The second transition spanned more than half a millennium and is best documented in Europe. Between the late Middle Ages and the 20th century, European countries saw a tenfold-to-fiftyfold decline in their rates of homicide. In his classic book The Civilizing Process, the sociologist Norbert Elias attributed this surprising decline to the consolidation of a patchwork of feudal territories into large kingdoms with centralized authority and an infrastructure of commerce. With a nod to Elias, I call this trend the Civilizing Process.

The third transition unfolded on the scale of centuries and took off around the time of the Age of Reason and the European Enlightenment in the 17th and 18th centuries (though it had antecedents in classical Greece and the Renaissance, and parallels elsewhere in the world). It saw the first organized movements to abolish socially sanctioned forms of violence like despotism, slavery, dueling, judicial torture, superstitious killing, sadistic punishment, and cruelty to animals, together with the first stirrings of systematic pacifism.

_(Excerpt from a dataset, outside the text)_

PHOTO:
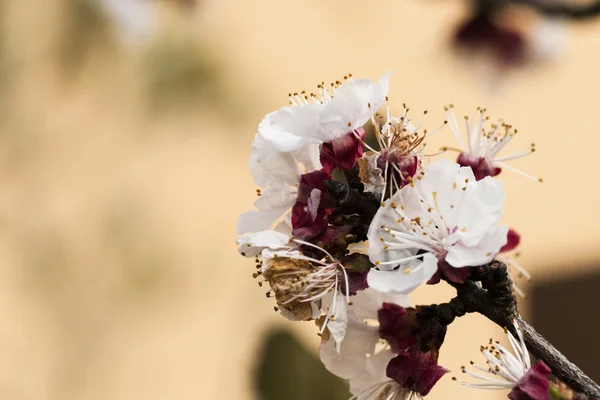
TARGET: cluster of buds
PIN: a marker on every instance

Historians sometimes call this transition the Humanitarian Revolution.

The fourth major transition took place after the end of World War II. The two-thirds of a century since then have been witness to a historically unprecedented development: the great powers, and developed states in general, have stopped waging war on one another. Historians have called this blessed state of affairs the Long Peace.

The fifth trend is also about armed combat but is more tenuous. Though it may be hard for news readers to believe, since the end of the Cold War in 1989, organized conflicts of all kinds—civil wars, genocides, repression by autocratic governments, and terrorist attacks—have declined throughout the world. In recognition of the tentative nature of this happy development, I will call it the New Peace.

Finally, the postwar era, symbolically inaugurated by the Universal Declaration of Human Rights in 1948, has seen a growing revulsion against aggression on smaller scales, including violence against ethnic minorities, women, children, homosexuals, and animals. These spin-offs from the concept of human rights—civil rights, women’s rights, children’s rights, gay rights, and animal rights—were asserted in a cascade of movements from the late 1950s to the present day which I will call the Rights Revolutions.